Newly sworn-in County Auditor-Controller Eric Woolery is right; his job, to which he was elected by the people of Orange County, should include being the lead auditor of the County's finances, contracts and fiscal operations. Assemblyman Tom Daly who has instigated legislation that would ostensibly return that authority to Woolery is right, too, but for the wrong reason.
After the disastrous bankruptcy of 1994 and the subsequent political fallout, the Board of Supervisors deemed it necessary to bring the "internal" auditing function – those not entrusted to outside audit firms – under their own purview in the form of an Internal Audit Department answerable only to them. Although Auditor-Controllers David Sundstrom pushed back against this fundamental change to the County's "constitution" it was to no avail.
To badly paraphrase Oliver Wendell Holmes: big government disasters make bad government policy. The very independence that can be wielded by a qualified elected Auditor-Controller was lost by replacing that invaluable instrument with an individual who answers directly to the Supervisors and is beholden to them for his pay and the renewal of his contract. He becomes the political creature of the Supervisors and loses the necessary impartiality and objectivity of a real auditor.
My own experience in the County bears this out. In 2013 as an Executive Assistant for the 4th District I discovered a grossly mismanaged contract for the management of the Dana Point Harbor renovation. Mysteriously, this contract jumped the rails in 2007 and, in contravention of both County policy and best practice had been switched to a "fixed fee" arrangement in which the contractor automatically received about $50,000 a month, every month, regardless of what he actually accomplished and until the original contract amount was used up. Millions of dollars were paid out this way from 2008 through 2013 despite the fact that the project was almost completely stalled during those years. The balance of the contract had been burned through and the project was still years away from breaking ground.
I notified the Internal Auditor and supplied him with all the embarrassing details of this contract, as did two members of the public via the Internal Auditor's so-called "Fraud Hotline." After several months of delays - when demanding accountability was still possible - the Internal Auditor essentially provided cover for both the Dana Point Harbor Department and 5th District Supervisor Pat Bates, who had taken the investigation as a personal affront. In the end nobody asked where the millions went and why the contract – the only one of its kind at the County – was ever separated from the contractual scope of work in the first place. The issue was quietly brushed under the supervisorial carpet and the contractor was given even more millions and another five-year contract extension.
This result should in no way be considered surprising. For a good deal of the Winter of 2013 the Internal Auditor had been importuning me to intercede with my Supervisor to get him a pay increase; furthermore, his contract was ending in June. He had every reason to toe the Supervisorial line and almost no incentive to root out the underlying problem of the incompetence and mismanagement by the Dana Point Harbor Director.
How many other issues and projects at the County have gone without proper scrutiny because the audit function has been politicized? I don't know. Nobody does. And that's the real reason the County needs an Auditor independent of the Board of Supervisors.
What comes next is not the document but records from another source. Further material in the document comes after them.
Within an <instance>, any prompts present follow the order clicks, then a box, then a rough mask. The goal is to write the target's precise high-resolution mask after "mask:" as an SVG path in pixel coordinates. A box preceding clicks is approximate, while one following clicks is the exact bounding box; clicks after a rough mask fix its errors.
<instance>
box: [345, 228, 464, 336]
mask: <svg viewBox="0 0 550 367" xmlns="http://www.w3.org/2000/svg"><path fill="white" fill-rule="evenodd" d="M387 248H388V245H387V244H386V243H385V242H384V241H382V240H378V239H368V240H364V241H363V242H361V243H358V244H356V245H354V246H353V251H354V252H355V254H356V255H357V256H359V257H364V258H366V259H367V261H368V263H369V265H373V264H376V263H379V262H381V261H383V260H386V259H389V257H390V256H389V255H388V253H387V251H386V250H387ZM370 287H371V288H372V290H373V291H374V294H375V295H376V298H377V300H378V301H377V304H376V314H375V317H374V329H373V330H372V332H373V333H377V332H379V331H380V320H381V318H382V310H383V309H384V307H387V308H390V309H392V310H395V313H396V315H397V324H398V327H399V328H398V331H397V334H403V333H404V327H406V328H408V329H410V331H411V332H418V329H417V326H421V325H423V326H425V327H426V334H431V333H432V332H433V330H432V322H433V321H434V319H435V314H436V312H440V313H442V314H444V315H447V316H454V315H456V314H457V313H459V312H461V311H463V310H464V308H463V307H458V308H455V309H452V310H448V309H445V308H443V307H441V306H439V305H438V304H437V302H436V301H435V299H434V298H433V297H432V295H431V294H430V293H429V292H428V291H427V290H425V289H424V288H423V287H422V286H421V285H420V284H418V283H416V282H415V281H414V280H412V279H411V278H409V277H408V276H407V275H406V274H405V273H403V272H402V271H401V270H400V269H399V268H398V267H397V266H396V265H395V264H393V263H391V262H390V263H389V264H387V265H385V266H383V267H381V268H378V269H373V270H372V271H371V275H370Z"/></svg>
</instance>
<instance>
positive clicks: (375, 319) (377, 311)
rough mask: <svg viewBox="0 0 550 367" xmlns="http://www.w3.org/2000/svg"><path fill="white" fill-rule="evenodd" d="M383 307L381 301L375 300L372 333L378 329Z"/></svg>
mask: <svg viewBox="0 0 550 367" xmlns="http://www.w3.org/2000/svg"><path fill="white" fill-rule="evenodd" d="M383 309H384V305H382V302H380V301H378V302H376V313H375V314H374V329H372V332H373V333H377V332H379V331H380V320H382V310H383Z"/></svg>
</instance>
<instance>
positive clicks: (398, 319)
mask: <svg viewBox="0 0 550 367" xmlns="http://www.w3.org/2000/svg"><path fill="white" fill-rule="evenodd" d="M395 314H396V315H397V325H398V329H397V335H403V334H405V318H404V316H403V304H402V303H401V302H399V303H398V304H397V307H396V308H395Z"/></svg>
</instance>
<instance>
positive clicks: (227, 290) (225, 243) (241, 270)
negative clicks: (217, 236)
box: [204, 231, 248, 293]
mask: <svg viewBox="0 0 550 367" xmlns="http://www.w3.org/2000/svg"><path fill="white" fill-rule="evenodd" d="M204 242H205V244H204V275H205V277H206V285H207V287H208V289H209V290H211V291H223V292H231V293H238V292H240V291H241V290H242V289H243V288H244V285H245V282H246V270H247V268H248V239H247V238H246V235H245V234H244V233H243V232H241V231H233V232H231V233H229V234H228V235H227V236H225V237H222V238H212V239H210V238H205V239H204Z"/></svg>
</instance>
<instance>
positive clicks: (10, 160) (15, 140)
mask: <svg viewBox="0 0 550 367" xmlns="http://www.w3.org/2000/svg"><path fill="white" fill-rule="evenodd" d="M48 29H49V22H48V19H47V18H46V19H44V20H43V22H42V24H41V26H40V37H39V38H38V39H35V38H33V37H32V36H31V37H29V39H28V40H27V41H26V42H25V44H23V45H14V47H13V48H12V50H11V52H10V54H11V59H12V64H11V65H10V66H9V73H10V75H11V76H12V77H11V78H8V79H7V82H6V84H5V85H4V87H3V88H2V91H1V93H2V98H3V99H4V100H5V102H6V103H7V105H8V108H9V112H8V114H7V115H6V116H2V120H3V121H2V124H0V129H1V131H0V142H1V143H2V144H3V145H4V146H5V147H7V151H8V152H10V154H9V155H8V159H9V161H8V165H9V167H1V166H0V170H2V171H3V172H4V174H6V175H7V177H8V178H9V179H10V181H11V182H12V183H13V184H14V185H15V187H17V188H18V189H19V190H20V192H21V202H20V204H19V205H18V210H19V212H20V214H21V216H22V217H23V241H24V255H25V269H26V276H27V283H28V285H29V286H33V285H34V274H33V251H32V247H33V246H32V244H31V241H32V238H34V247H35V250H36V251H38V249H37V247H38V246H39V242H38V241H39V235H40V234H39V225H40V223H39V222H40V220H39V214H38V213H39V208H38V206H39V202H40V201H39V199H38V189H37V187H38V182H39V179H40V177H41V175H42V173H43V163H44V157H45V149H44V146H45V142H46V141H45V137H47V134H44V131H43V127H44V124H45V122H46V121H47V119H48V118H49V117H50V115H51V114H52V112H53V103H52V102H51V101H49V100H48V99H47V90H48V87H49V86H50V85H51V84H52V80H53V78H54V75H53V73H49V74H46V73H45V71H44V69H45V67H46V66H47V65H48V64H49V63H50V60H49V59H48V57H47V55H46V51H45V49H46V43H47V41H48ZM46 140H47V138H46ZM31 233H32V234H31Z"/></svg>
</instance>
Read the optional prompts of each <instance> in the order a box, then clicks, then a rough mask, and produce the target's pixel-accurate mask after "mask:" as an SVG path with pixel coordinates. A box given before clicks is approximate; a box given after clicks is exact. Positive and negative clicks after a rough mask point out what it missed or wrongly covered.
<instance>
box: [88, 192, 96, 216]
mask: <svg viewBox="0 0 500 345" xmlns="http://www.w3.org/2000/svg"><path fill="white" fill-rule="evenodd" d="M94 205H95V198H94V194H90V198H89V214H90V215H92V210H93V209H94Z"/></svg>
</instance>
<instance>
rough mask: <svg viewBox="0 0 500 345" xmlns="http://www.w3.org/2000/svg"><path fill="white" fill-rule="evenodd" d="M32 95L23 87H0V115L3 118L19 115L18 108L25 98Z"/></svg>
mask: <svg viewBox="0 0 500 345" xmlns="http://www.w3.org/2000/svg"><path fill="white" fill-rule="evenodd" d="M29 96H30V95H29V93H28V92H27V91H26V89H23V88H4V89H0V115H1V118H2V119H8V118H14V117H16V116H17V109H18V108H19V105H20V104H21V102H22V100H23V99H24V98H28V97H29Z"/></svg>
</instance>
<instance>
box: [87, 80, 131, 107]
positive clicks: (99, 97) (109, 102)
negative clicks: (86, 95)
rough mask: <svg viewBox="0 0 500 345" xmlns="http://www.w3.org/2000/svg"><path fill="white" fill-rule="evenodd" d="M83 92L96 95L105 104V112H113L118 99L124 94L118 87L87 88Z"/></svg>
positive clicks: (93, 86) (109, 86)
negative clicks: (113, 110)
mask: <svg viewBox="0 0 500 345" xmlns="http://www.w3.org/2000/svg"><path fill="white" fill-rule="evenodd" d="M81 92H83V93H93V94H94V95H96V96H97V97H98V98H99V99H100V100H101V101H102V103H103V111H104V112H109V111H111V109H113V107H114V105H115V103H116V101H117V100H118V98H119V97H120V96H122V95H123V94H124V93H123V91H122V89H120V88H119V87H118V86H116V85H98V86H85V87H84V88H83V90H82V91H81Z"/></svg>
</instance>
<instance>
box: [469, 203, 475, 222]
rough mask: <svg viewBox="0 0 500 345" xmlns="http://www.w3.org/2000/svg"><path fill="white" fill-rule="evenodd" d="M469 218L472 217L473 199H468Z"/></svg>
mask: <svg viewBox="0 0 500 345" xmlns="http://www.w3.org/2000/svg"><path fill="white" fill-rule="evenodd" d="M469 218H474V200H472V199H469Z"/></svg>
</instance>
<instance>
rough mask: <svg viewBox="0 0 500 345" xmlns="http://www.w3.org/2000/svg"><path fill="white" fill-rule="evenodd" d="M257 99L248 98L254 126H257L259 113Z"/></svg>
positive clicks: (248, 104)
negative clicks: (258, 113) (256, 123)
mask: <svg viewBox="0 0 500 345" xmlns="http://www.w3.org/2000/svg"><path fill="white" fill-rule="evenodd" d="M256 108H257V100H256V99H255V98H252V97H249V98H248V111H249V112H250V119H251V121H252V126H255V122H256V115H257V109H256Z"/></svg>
Finally, let's return to the aggrieved Mr. Daly: his assertion that as County Clerk-Recorder he was the victim of a political persecution by the Republican Board, via the Internal Auditor, is pure, self-serving nonsense. His ten-year serial abuse of Fund 12D and the accounting mess it represented actually went unaudited for far, far too long. If anything the tepid audit results were too tempered by the kindness of political diplomacy.
Ironically, it was the extent of Daly's misappropriation of the Fund 12D money, the lack of any reasonable accounting, and - most importantly - the fact that Fund 12D was actually backfilling the General Fund, that all illustrate the absolute need for a completely independent auditor, not one encumbered by the byzantine politics of the Hall of Administration.
That auditor should be duly elected Auditor-Controller Woolery.
Dave Zenger is a former senior political aide to County Supervisor Shawn Nelson. Zenger left county service last year, filing a claim for wrongful termination, after a series of his investigative probes triggered the ire of other county supervisors.